4. The preparation method according to claim 2, characterized in that, When R1 is hour, (1) When R2 is At that time, R3 is Boc, and R4 is Cbz; (2) When R2 is , , In one of the cases, R3 is Cbz and R4 is Boc.
5. The preparation method according to claim 2, characterized in that, When R1 is The method for preparing the compound having the structure shown in formula d includes the following steps: A compound having the structure shown in formula g undergoes an esterification reaction with methanol to yield a compound having the structure shown in formula h. Formula g; Formula h; A compound having the structure shown in formula h undergoes a cyclization reaction with a compound having the R2-CHO structure to obtain a compound having the structure shown in formula j. A compound having the structure shown in formula j is mixed with DDQ and an organic solvent and subjected to a dehydrogenation reaction to obtain a compound having the structure shown in formula k. Formula j; Formula k; A compound having the structure shown in formula k is subjected to hydrolysis and acidification to obtain a compound having the structure shown in formula d.

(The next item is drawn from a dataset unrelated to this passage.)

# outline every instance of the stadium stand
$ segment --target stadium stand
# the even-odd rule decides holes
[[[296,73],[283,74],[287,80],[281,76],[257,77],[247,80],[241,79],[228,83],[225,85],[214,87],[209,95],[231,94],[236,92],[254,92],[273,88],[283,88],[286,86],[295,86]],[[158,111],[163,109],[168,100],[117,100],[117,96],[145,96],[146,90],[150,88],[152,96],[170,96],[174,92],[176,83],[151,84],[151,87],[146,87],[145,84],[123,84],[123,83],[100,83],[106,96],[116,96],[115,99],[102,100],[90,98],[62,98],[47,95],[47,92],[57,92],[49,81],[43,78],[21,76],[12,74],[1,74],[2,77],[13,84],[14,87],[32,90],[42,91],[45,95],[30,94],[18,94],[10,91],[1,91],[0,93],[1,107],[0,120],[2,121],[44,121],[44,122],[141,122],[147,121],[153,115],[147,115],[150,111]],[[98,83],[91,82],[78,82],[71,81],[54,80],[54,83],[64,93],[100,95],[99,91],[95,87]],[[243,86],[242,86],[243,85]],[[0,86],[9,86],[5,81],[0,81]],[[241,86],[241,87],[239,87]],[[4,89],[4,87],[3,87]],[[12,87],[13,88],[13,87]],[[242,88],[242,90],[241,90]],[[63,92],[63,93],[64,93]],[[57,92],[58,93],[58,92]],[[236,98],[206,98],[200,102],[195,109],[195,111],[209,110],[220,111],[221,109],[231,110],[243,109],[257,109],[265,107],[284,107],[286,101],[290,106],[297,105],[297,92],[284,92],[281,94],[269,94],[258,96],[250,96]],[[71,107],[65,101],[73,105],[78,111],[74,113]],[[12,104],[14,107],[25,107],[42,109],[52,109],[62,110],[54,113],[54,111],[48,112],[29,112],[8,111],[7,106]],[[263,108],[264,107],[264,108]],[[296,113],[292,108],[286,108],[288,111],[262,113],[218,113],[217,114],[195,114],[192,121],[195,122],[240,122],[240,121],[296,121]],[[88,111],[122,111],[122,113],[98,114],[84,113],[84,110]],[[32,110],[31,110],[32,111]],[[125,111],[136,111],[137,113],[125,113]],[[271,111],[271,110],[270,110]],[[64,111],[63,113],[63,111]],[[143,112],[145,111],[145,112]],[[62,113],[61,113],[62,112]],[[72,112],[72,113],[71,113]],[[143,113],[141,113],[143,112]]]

6. The preparation method according to claim 2, characterized in that, The condensing agent is a DCC-HOBt system or an EDC-HOBt system; The first condensation reaction and the second condensation reaction were carried out at room temperature for 6 to 10 hours each.
7. The preparation method according to claim 2, characterized in that, When R3 is Cbz, the first deprotection reaction is carried out in a Pd / C catalyst and a hydrogen atmosphere; when R3 is Boc, the first deprotection reaction is carried out in an HCl / EA system. When R4 is Boc, the second deprotection reaction is carried out in an HCl / EA system; when R4 is Cbz, the second deprotection reaction is carried out in a Pd / C catalyst and a hydrogen atmosphere.
8. The preparation method according to claim 2, characterized in that, The coupling reaction is carried out under alkaline conditions, wherein the pH value of the alkaline conditions is 9-11.
9. The use of the carboline-derived PAD4 inhibitor of claim 1 or the carboline-derived PAD4 inhibitor prepared by any one of claims 2 to 8 in the preparation of antitumor drugs.
10. The application according to claim 9, characterized in that, The antitumor drugs include anti-breast cancer drugs and / or anti-lung cancer drugs.